Continuing the discussion from Str.dedent vs str.removeindent:
I have been wondering, given my own distaste for those methods (explained earlier in that thread) - have there been any surveys of the use of text-like
bytes methods in 3.x code “in the wild”? I understand that it doesn’t accomplish much to just remove existing functionality (I can’t see how it would meaningfully allow for optimization), and I assume that changing the
repr for the type is a non-starter - which is why I’m not posting in Ideas or anything.
But I’d be interested to see some motivating examples for why so much support was kept around for (mis-)treating
bytes as a textual type. I thought that a big part of the reason for bumping the major version number and introducing all the breaking changes at once, was exactly so that people would be forced to confront those kinds of bad habits.
Are you looking for justification for string like API fir bytes?
I work on HTTP requests with python and use bytes objects and their string like methods all the time. You can see that type of usage in the twisted library for example.
Yes, precisely that sort of thing. I was hoping for more concrete references, because I don’t really know where exactly to look.
From my point of view its a mandatory feature to have strings like methods on bytes.
The core devs also felt the same when the methods where added.
As we all know a lot of care is taken to not increase the costs of maintaining python.
Are you saying that these decisions where wrong?
@kknechtel was very clear about what they were asking:
As such I find this counter question extremely confusing.
I don’t have in the wild examples, but I do like having the string-ish ‘strip” methods available, since you can specify what to remove. Upper/lower-casing always seemed a little weird to me, though.

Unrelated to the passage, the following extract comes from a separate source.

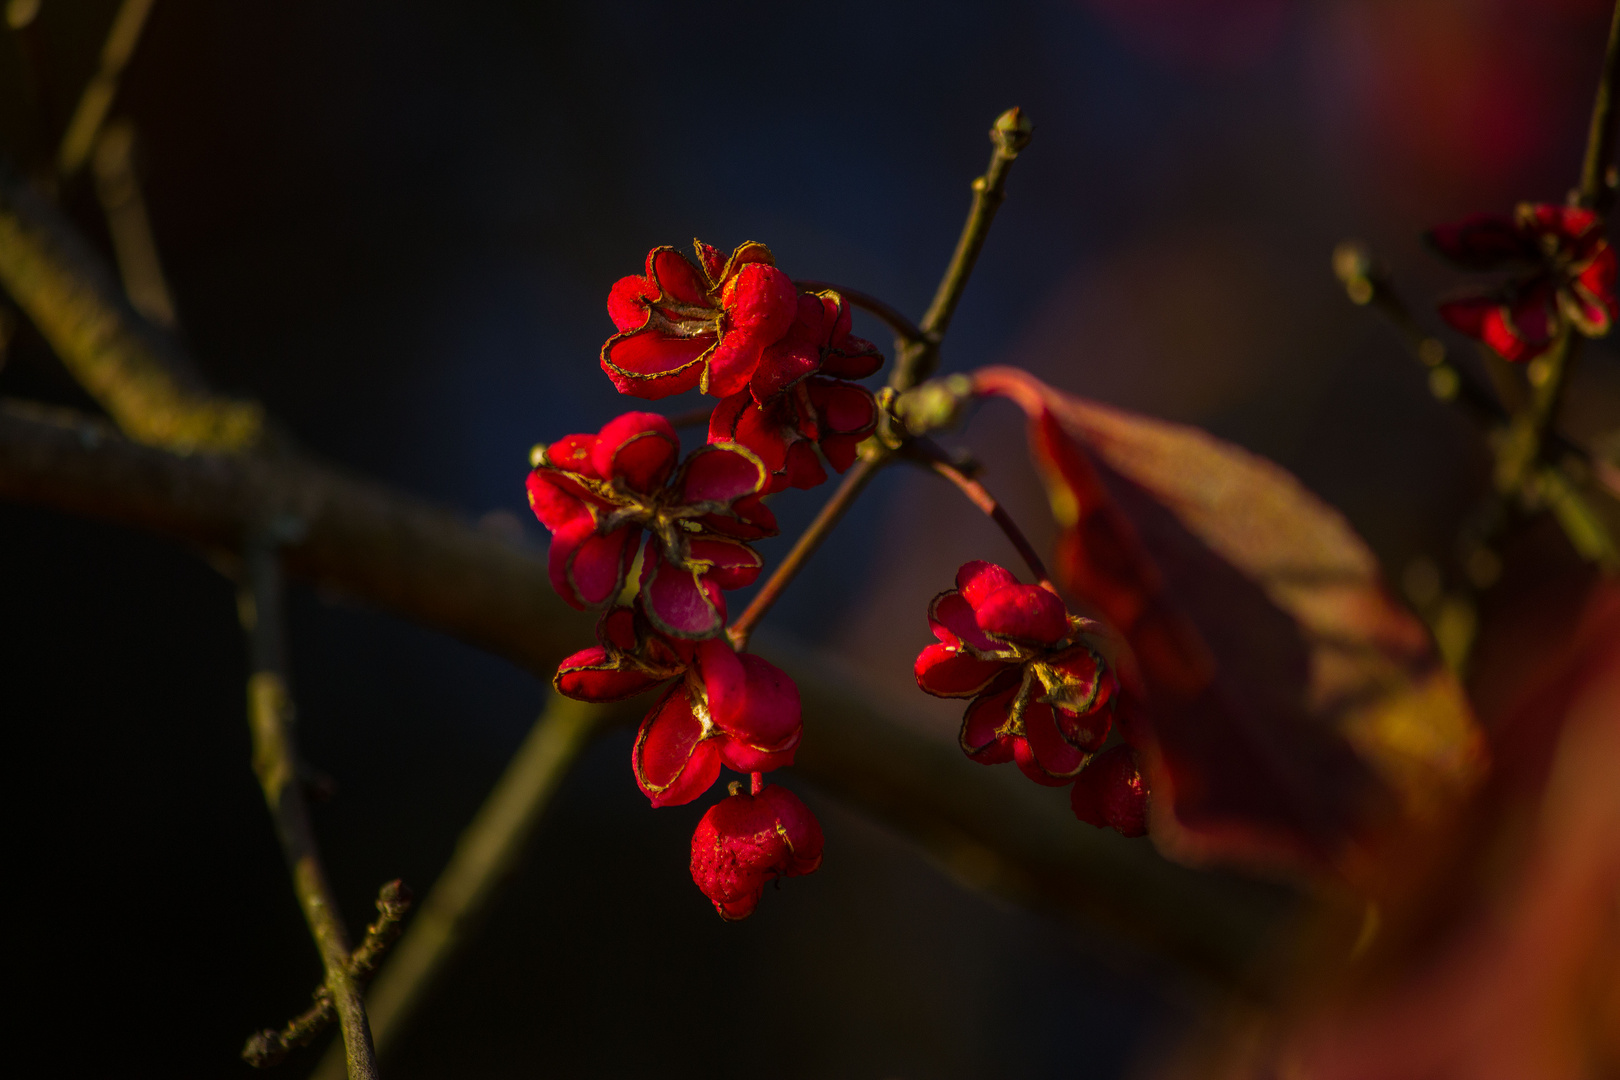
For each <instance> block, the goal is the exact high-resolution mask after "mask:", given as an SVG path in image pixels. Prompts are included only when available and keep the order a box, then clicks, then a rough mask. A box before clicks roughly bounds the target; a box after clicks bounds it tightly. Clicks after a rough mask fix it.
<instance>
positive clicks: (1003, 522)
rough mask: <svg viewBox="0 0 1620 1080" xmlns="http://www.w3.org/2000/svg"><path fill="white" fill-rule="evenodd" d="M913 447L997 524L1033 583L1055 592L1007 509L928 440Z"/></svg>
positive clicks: (1022, 530) (926, 464) (940, 475)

The reason was to make some breaking changes that we thought made sense while still trying to make it somewhat reasonable to port preexisting code over. Since
str in Python 2 was being used for binary data already, ripping out methods people were using for bytes-like data from
bytes itself would have made the transition even harder. Hence why Python 3
bytes is effectively Python 2
bytes and bytearray ‘text’ methods are most needed for low-level operations where one reads a block, examines and maybe alters some bytes, and retransmits – and speed is essential. For most Python programmers who enjoy the object model, working directly in encoded bytes – and sometimes bits – is not as fun. But we should appreciate the people who do such work.
HTTP headers are defined as case-blind ASCII.
It common to see a header written as camel case but compared as lower case.
header = b’ContentLength: 457’
If header.split(b’:’).lower() == b’contentlength’:
That makes sense, today I learned! Great example.
At work we execute bytes.lower around 650x10**9 times a day I estimate.
I’m intrigued by the specificity there, is that actually a meaningful estimate or just a random large number?
Its based on the transaction rate we process with an assumption about the number of headers on each HTTP request on average.
I used 10 headers on the request and 10 on the response.
I seem to remember Mercurial was a big proponent of string-like bytes methods, and holdout on Python 3 migration until
bytes % args was added in Python 3.5.